Search code examples
javacsvpos-tagger

How to ignore an ASCII Character before parsing?


import java.io.*;
import java.util.ArrayList;
import java.util.List;
import edu.stanford.nlp.tagger.maxent.MaxentTagger;

public class TagText {
    public static void main(String[] args) throws IOException, ClassNotFoundException {
        // Initializing the tagger
        MaxentTagger tagger = new MaxentTagger("taggers/english-left3words-distsim.tagger");
        List<String> lines = new ArrayList<>();
        lines = new ReadCSV().readColumn("Tt2.csv", 4);
        for (String line : lines) {
            String tagged = tagger.tagString(line);
            System.out.println(tagged);
        }
    }
}

I'm trying to parse a CSV file and i have a character (BIN 10010111, —) value which i wanted to the text parser to ignore this character. How would i do that ?


Solution

  • So i guess you want to remove all special characters?
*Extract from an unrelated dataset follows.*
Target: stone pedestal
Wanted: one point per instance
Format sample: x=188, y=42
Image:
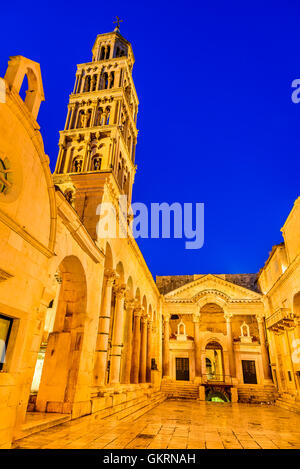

    I guess it was sth like: replaceAll("[^\w\s]", "");

    Edit: Full Code

    import java.io.*;
    import java.util.ArrayList;
    import java.util.List;
    import edu.stanford.nlp.tagger.maxent.MaxentTagger;
    
    public class TagText {
        public static void main(String[] args) throws IOException, ClassNotFoundException {
            // Initializing the tagger
            MaxentTagger tagger = new MaxentTagger("taggers/english-left3words-distsim.tagger");
            List<String> lines = new ArrayList<>();
            lines = new ReadCSV().readColumn("Tt2.csv", 4);
            for (String line : lines) {
                String tagged = tagger.tagString(line.replace("\uFFFD",""));
                System.out.println(tagged);
            }
        }
    }